The KILL Rule for Multicore

Anant Agarwal
MIT and Tilera Corp.

Markus Levy
EEMBC

ABSTRACT

Multicore has shown significant performance and power advantages over single cores in commercial systems with a 2-4 cores. Applying a corollary of Moore's Law for multicore, we expect to see 1K multicore chips within a decade. 1K multicore systems introduce significant architectural challenges. One of these is the power efficiency challenge. Today's cores consume 10's of watts. Even at about one watt per core, a 1K-core chip would need to dissipate 1K watts! This paper discusses the "Kill rule for multicore" for power-efficient multicore design, an approach inspired by the "Kiss rule for RISC processor design". Kill stands for Kill if less than linear, and represents a design approach in which any additional area allocated to a resource within a core, such as a cache, is carefully traded off against using the area for additional cores. The Kill Rule states that we must increase resource size (for example, cache size) only if for every 1% increase in core area there is at least a 1% increase in core performance.

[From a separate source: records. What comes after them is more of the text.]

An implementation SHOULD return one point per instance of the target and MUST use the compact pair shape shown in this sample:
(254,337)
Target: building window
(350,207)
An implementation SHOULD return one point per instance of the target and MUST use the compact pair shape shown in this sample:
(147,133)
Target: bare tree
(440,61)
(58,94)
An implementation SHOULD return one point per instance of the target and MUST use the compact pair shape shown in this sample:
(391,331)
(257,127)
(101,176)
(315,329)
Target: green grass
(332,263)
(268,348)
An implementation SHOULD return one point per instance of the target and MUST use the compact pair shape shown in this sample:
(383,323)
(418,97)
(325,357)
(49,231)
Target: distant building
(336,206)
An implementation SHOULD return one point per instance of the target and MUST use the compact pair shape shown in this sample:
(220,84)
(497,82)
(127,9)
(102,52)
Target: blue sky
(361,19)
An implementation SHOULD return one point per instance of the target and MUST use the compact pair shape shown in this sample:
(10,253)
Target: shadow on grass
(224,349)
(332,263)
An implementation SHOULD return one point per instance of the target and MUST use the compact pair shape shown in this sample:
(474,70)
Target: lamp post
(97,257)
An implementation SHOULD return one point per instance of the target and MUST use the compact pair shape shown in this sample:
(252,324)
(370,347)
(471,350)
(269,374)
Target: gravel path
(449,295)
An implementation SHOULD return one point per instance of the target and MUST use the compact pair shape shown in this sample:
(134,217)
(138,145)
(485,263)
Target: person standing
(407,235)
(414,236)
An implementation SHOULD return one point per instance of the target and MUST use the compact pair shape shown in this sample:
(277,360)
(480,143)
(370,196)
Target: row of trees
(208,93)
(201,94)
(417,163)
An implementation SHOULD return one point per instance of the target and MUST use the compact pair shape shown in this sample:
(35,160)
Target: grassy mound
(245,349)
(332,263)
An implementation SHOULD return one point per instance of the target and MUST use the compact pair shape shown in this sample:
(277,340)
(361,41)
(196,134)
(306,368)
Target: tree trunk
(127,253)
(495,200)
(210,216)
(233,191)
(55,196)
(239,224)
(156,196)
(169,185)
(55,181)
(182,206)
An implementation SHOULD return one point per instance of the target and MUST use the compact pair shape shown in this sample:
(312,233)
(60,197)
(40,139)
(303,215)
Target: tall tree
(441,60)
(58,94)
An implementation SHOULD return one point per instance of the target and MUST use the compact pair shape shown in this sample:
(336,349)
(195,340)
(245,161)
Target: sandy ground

Categories and Subject Descriptors
C.1.2 [Processor Architectures]: Multiple Data Stream Architectures (Multiprocessors) – parallel processors.

General Terms
Measurement, Performance, Design, Economics, Experimentation, Theory

Keywords
Kill Rule, multicore, core, computer architecture, power efficiency, parallel computing, CMP, stream processing, tiled multicore

Permission to make digital or hard copies of all or part of this work for personal or classroom use is granted without fee provided that copies are not made or distributed for profit or commercial advantage and that copies bear this notice and the full citation on the first page. To copy otherwise, or republish, to post on servers or to redistribute to lists, requires prior specific permission and/or a fee.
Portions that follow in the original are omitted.